Isaak Levy, head of European-Russian policy and energy analysis at CREA, emphasizes the dilemma posed by this loophole. It inadvertently fuels demand for Russian oil, enhancing sales volumes and prices, thereby boosting the funds flowing into the Kremlin's military coffers. The research conducted by Global Witness estimates that approximately 5.2 million barrels of petroleum products, processed from Russian crude, were imported into the UK in 2023. Notably, 4.6 million barrels of this were aviation fuel, which researchers suggest was utilized in one out of every twenty flights in Britain.
Exclusive data provided to the BBC by CREA for the first 12 months following the December 2022 implementation of the Russian oil supply ban reveals that Britain imported petroleum products derived from Russian crude valued at £569 million. Both reports suggest that this indirect route provided the Kremlin with over £100 million in tax revenues.
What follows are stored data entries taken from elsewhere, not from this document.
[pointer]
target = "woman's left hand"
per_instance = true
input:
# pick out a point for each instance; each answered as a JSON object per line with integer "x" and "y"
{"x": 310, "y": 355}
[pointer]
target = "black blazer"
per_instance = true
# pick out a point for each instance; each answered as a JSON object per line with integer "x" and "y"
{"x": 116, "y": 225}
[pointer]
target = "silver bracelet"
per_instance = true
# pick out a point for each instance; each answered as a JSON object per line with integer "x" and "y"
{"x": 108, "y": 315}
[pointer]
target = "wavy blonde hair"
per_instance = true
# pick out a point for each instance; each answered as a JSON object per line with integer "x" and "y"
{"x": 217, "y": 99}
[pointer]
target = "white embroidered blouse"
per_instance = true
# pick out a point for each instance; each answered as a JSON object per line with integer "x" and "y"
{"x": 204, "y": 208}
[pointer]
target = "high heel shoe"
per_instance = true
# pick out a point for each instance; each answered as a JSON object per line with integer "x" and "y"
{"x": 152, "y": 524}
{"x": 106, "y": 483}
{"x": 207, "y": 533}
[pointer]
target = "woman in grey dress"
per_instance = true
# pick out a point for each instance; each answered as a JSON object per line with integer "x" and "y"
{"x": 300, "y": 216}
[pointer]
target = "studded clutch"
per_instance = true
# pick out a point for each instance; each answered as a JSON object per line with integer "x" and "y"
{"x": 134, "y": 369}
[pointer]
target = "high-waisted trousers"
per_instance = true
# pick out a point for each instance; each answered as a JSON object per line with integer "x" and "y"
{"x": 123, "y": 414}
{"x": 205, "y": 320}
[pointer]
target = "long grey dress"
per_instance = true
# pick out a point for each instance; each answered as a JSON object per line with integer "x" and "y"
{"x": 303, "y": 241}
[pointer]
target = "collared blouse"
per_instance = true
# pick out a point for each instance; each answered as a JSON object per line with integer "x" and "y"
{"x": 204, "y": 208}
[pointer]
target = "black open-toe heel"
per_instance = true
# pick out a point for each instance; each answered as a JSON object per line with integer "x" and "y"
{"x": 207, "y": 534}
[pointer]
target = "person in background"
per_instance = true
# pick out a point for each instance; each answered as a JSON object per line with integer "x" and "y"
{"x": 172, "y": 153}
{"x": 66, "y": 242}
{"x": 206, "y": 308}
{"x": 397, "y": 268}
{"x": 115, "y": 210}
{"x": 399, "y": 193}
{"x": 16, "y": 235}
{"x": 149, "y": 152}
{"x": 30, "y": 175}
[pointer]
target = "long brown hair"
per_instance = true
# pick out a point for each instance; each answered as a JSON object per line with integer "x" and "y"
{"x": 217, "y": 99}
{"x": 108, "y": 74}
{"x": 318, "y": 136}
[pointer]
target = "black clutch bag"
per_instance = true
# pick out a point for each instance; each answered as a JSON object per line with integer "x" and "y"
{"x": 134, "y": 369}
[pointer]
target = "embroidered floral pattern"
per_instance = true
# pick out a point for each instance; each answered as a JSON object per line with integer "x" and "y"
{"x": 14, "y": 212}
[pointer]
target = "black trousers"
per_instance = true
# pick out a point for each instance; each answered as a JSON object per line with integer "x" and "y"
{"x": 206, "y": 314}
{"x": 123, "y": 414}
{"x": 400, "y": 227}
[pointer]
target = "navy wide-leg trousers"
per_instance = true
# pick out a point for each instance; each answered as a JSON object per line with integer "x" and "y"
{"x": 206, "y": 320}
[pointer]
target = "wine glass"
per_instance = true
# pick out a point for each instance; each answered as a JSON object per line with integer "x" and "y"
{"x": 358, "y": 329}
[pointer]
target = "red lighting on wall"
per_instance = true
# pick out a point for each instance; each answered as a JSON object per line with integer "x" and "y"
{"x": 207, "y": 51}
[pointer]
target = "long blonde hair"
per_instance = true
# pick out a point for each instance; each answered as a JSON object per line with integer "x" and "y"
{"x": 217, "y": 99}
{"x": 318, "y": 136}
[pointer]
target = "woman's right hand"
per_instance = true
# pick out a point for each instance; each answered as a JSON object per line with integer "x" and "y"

The primary sources of these imports were identified as three major refineries in India – Jamnagar, Vadinar, and New Mangalore – and nine others across various countries, including China. CREA and Global Witness based their evaluations on oil supply data from the analytics firm Kpler and price data from Eurostat and other sources, acknowledging the assumptions, challenges, and limitations inherent in such trade analyses.
The International Energy Agency's data indicates a surge in Indian imports of Russian oil following the onset of the conflict in Ukraine. In response to these revelations, London has urged European states to halt the import of Russian liquefied natural gas due to concerns it might enter the British energy system.
The United Kingdom declared its intention to cease the use of Russian oil in March 2022, shortly after Russia's full-scale invasion began, signaling a commitment to reduce dependency on Russian energy resources. However, the persistence of Russian petroleum products in the British market through indirect channels underscores the complexity of global energy trade and the challenges in enforcing comprehensive sanctions. This situation calls for heightened vigilance and perhaps a reassessment of the current sanction mechanisms to more effectively isolate Russian energy exports and diminish the Kremlin's revenue from fossil fuels.